We live in a world where there is more and more information, and less and less meaning.

Consider three hypotheses.

Either information produces meaning (a negentropic factor), but cannot make for the brutal loss of signification in every domain.  Despite efforts to reinject message and content, meaning is lost and devoured faster than it can be reinjected.  In this case, one must appeal to a base productivity to replace failing media.  This is the whole ideology of free speech, of media broken down into innumerable individual cells of transmission, that is, into "antimedia" (pirate radio, etc.).

Or information has nothing to do with signification.  It is something else, an operational mode of another order, outside meaning and, of the circulation of meaning strictly speaking.  This is Shannon's hypothesis: a sphere of information that is purely functional, a technical medium that does not imply any finality of meaning, and thus should also not be implicated in a value judgment.  A kind of code, like the genetic code: it is what it is, it functions as it does, meaning is something else that in a sense comes after the fact, as it does for Monod in Chance and Necessity.  In this case, there would simply be no significant relation between the inflation of information and the deflation of meaning.

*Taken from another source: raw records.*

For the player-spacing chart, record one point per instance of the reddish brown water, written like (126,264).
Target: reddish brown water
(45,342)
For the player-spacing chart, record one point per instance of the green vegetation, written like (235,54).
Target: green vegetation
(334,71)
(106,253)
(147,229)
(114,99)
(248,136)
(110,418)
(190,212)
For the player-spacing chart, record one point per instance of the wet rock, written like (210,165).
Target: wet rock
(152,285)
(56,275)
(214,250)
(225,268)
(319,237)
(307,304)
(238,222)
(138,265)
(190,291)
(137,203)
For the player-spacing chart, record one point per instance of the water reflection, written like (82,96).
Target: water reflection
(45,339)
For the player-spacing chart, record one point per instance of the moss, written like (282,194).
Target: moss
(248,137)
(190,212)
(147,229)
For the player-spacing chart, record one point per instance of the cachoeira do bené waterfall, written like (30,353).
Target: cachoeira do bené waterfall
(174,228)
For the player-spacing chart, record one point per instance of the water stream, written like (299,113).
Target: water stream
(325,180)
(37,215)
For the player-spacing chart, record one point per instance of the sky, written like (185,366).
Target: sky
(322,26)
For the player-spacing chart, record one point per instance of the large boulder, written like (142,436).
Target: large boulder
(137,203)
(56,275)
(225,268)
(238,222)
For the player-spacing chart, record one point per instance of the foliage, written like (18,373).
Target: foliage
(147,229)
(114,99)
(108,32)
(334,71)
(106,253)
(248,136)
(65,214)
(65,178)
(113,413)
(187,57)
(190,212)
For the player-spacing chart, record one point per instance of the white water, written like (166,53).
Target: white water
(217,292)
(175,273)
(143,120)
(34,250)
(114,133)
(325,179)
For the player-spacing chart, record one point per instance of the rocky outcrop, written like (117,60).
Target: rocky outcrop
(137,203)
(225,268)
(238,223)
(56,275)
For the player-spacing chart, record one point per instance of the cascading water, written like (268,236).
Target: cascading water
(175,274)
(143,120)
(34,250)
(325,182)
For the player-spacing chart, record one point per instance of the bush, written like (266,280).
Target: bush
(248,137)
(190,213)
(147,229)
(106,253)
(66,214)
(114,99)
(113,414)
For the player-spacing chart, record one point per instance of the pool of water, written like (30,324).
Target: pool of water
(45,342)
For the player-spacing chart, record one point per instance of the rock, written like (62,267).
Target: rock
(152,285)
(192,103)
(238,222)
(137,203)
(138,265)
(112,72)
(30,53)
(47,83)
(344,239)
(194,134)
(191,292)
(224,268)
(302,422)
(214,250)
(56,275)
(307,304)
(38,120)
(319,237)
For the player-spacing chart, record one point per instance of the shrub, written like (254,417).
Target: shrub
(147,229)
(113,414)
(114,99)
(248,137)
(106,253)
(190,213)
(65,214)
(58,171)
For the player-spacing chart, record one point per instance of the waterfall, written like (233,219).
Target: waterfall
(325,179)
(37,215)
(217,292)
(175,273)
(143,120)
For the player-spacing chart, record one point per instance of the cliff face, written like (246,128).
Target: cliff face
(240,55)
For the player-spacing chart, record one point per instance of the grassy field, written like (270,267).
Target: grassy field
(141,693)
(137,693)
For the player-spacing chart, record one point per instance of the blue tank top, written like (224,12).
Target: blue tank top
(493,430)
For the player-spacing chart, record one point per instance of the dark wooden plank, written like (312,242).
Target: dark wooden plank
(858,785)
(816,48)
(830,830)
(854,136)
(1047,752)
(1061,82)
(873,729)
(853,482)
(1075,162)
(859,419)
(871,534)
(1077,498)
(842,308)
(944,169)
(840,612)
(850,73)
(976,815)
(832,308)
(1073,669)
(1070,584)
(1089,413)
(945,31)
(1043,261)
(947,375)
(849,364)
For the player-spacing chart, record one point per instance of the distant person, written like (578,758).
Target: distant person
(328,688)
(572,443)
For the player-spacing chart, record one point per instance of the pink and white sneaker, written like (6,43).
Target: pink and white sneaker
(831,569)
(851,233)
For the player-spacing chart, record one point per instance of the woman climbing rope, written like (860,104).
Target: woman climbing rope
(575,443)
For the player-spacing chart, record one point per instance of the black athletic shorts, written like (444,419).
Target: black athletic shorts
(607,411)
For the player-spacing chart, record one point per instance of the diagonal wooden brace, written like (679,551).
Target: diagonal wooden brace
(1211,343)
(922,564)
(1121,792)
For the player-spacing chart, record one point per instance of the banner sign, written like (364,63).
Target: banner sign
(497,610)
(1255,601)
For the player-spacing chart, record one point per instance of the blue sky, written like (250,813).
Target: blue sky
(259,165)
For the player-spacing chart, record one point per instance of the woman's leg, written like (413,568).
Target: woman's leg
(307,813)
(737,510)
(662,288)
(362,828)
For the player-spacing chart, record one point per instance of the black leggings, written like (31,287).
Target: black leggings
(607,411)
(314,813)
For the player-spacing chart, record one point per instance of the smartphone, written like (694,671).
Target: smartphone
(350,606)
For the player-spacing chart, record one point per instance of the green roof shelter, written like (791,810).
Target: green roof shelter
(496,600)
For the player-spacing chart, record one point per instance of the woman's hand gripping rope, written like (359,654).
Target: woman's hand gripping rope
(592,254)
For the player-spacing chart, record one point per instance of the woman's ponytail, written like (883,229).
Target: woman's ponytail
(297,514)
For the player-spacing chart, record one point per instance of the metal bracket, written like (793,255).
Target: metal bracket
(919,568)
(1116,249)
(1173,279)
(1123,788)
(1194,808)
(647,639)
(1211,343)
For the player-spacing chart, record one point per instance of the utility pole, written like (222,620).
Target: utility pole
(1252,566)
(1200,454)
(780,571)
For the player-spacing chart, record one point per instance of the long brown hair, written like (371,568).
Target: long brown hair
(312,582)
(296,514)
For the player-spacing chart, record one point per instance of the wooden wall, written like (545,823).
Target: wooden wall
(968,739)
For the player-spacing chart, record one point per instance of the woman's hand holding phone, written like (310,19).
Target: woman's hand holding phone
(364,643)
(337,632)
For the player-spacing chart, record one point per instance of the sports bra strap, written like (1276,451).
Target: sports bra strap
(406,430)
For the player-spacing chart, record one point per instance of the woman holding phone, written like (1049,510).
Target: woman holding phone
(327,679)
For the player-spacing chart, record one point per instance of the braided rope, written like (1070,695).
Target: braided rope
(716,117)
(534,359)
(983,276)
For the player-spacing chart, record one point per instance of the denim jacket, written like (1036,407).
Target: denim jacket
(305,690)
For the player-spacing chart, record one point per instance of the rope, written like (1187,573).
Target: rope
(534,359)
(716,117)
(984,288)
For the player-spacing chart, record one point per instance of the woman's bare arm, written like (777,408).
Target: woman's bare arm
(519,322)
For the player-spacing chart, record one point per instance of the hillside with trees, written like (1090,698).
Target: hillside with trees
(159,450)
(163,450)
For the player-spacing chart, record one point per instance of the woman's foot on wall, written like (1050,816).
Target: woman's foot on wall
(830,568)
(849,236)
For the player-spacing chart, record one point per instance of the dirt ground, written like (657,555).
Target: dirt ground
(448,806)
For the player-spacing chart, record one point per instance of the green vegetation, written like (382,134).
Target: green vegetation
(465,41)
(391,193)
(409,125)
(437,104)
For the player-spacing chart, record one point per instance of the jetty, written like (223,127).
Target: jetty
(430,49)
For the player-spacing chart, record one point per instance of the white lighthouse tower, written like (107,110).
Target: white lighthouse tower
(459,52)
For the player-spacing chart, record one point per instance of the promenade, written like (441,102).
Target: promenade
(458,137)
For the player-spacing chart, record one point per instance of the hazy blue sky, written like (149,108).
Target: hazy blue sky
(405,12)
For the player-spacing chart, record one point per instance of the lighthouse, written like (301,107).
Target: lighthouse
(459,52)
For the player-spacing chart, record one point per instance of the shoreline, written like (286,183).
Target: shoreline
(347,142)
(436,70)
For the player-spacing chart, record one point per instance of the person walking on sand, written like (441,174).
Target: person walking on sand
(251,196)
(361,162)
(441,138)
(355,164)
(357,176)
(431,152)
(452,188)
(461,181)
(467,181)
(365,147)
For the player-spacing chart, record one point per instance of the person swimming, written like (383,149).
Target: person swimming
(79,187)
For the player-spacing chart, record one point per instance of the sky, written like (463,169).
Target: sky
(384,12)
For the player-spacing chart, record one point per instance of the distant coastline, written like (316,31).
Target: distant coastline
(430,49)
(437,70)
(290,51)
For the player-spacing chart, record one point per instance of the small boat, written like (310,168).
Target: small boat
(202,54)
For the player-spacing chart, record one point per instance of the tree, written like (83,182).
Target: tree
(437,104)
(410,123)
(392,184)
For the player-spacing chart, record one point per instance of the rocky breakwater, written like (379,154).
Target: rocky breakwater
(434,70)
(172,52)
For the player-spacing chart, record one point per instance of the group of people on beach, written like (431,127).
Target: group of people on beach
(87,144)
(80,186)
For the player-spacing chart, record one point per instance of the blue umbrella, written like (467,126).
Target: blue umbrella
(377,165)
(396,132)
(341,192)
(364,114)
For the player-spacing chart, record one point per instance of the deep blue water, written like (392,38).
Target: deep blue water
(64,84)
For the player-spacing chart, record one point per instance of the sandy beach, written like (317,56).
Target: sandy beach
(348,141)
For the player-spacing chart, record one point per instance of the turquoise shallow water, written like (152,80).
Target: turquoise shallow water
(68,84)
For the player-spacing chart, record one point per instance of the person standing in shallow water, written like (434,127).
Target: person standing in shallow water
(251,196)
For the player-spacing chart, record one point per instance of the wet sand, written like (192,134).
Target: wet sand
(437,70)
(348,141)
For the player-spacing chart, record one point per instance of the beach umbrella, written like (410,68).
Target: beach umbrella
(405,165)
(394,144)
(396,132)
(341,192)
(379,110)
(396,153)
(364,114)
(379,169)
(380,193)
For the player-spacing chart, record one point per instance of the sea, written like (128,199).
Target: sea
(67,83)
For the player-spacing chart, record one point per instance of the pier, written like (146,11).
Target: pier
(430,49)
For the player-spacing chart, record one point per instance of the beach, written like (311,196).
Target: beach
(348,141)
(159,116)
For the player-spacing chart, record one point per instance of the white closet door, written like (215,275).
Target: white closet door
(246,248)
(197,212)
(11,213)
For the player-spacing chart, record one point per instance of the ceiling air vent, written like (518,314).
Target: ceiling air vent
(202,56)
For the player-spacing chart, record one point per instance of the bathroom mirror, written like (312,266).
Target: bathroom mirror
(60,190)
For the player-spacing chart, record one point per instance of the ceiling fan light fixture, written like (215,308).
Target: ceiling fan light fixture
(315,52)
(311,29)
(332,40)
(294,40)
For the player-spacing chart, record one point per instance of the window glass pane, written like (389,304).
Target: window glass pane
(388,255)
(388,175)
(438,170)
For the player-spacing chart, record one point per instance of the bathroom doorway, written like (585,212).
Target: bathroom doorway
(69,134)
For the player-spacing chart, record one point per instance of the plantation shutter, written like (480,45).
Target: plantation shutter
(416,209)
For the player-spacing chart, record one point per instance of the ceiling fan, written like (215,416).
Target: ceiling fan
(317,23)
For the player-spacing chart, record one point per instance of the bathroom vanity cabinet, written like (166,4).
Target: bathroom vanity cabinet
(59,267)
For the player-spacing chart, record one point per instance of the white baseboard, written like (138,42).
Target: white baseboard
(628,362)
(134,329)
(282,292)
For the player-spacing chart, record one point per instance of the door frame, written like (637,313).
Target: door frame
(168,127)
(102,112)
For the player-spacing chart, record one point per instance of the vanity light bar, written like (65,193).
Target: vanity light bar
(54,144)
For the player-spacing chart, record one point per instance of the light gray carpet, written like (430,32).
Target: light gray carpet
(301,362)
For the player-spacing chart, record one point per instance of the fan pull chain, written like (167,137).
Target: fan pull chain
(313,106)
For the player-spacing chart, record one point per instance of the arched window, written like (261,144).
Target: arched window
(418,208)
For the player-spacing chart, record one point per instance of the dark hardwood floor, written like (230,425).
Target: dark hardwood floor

Or, very much on the contrary, there is a rigorous and necessary correlation between the two, to the extent that information is directly destructive of meaning and signification, or that is neutralizes them.  The loss of meaning is directly linked to the dissolving, dissuasive action of information, the media, and the mass media.

The third hypothesis is the most interesting but flies in the face of every commonly held opinion.  Everywhere socialization is measured by the exposure to media messages.  Whoever is under-exposed to the media is desocialized or virtually asocial.  Everywhere information is thought to produce an accelerated circulation of meaning, a plus value of meaning homologous to the economic one that results from the accelerated rotation of capital.  Information is thought to create communication, and even if the waste is enormous, a general consensus would have it that nevertheless, as a whole, there be an excess of meaning, which is redistributed in all the interstices of the social --- just as consensus would it that material production, despite its dysfunctions and irrationalities, opens onto an excess of wealth and social purpose.  We are all complicitious in this myth.  It is the alpha and omega of our modernity, without which the credibility of our social organization would collapse.  Well, the fact is that it is collapsing, and for this very reason: because we think that information produces meaning, the opposite occurs.